Understanding the Practical Use of Types in Haskell

Dennis J. McWherter, Jr. bio photo By Dennis J. McWherter, Jr. Comment

Anyone who has heard of Haskell has no-doubt found someone that claims, "Haskell's type system is incredibly powerful!" The discussion then typically turns into a Haskell-evangelism lecture filled with jargon and concepts which newcomers cannot easily follow. As Haskellers, we tend to get excited about the correctness properties and guarantees of pure code, the flexibility of GADTs and TypeFamilies, and we take pride in the ability to have all of this power and flexibility with great terseness and elegance (read: we don't need all the boilerplate bloat that comes along with writing anything on the JVM). I'm excited just thinking about it. The sad truth is, however, most (read: every dev or architect you currently know who does not regularly use Haskell) people don't care about these things.

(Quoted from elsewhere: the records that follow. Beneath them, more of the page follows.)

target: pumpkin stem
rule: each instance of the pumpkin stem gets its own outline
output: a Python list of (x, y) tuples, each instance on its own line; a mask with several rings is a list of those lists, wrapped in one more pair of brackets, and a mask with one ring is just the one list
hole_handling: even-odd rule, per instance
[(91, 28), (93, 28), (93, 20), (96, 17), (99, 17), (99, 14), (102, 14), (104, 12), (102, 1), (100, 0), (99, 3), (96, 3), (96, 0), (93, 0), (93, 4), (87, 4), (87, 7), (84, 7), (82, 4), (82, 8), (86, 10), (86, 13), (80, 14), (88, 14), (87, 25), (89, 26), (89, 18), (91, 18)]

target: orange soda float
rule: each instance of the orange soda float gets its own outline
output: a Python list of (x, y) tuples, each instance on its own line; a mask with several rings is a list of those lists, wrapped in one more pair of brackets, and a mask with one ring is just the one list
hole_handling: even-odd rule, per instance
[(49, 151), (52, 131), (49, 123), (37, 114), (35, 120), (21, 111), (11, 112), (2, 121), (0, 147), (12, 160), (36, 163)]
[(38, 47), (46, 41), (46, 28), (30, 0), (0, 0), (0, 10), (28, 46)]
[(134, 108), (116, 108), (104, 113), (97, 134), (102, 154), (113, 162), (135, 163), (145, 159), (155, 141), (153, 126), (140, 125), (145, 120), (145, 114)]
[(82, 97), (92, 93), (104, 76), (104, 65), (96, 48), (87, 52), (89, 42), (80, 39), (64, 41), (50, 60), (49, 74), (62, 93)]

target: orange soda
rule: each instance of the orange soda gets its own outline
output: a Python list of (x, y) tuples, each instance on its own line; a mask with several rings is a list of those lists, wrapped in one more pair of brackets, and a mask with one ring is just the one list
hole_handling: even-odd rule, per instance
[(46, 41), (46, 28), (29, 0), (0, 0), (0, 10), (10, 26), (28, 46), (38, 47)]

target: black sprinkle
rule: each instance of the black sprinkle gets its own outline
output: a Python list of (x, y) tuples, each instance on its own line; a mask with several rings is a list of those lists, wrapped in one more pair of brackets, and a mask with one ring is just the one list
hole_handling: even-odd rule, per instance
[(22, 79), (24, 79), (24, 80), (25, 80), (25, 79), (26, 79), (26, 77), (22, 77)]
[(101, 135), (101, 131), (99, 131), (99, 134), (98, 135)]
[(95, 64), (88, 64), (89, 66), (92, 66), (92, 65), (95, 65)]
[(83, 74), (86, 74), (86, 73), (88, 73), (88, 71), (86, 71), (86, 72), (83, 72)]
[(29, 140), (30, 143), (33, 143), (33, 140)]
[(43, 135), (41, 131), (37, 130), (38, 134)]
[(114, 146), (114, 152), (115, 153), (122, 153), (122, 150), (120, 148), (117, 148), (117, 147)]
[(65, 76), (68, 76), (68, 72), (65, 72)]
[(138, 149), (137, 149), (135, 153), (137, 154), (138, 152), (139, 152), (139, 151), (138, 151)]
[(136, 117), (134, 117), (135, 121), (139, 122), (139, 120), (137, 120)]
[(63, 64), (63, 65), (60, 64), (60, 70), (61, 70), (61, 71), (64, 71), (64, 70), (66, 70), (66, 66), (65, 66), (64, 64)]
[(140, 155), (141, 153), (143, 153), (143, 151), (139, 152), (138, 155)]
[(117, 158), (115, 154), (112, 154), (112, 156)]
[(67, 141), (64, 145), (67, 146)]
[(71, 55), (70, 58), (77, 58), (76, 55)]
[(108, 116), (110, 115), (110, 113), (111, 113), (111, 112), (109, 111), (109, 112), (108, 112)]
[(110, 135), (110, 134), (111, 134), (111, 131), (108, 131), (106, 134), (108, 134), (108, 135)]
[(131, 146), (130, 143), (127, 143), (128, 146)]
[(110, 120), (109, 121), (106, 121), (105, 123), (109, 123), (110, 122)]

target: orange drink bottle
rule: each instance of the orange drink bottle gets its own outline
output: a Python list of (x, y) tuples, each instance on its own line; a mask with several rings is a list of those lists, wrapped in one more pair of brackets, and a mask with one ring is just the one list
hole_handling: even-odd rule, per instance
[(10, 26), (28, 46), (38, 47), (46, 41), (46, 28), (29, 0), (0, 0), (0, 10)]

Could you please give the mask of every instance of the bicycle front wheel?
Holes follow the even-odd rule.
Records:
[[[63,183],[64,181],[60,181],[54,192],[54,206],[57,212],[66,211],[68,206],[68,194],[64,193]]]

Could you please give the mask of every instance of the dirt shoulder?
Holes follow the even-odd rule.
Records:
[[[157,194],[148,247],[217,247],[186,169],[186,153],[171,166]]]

Now, maybe I'm not being completely fair. It isn't that they don't necessarily care, but it doesn't seem practical to obsess over the type signature for each function; this feels burdensome and unnecessarily time-consuming to the majority of developers. Until recently, however, I was a little perplexed by this response. I mean, how could you possibly not see the value in this fantastic typing system? Given my day-to-day sampling at my day job (which is big data and not at all Haskell-driven), I have begun to notice a common pattern: it's actually not initially obvious. Thinking back, when I started learning Haskell it wasn't obvious to me either. It has taken me time to drill-down and get some real work done in Haskell before I've started noticing the practical benefits of Haskell's type system.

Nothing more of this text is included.